Infolge dessen belehrte ihn der Polizeibeamte als Beschuldigten und setzte seine Befragung fort.

Der Betroffene führte nach einiger Zeit einen Drogentest durch. Dieser ergab ein positives Ergebnis. Der Beamte ordnete sodann wegen Gefahr in Verzug ein Blutprobe an, die dem Beschuldigten um 15:40 Uhr entnommen worden ist und einen THC-Wert von 18,7 ng/ml ergab. Dieser Wert deutet auf einen regelmäßigen Cannabiskonsum hin.

Die Entscheidung



Das Amtsgericht verurteilte den Betroffenen zu einer Geldbuße von 500,00 EUR verurteilt und ein dreimonatiges Fahrverbot verhängt.

Der Betroffene legte Rechtsbeschwerde ein und rügte, dass die entnommene Blutprobe einem Beweisverwertungsverbot unterläge, weil der Polizeibeamte für die Anordnung der Blutentnahme nach § 81 a StPO nicht zuständig gewesen sei, da keine Gefahr in Verzug vorgelegen habe.
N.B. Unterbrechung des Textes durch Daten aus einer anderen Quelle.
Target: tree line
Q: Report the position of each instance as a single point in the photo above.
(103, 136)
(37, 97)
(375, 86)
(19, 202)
Wie es dann weiter ging...



Das Gericht führt hier aus, dass es nicht von vornherein unmöglich gewesen wäre, an einem Werktag zur Kernarbeitszeit (14:55-15:40 Uhr) beim Amtsgericht Germersheim den zuständigen Richter telefonisch zu erreichen und diesen mit der Sache zu befassen.


Dass im vorliegenden Fall gegen den Richtervorbehalt verstoßen wurde, führt jedoch nicht zu einem Beweisverwertungsverbot.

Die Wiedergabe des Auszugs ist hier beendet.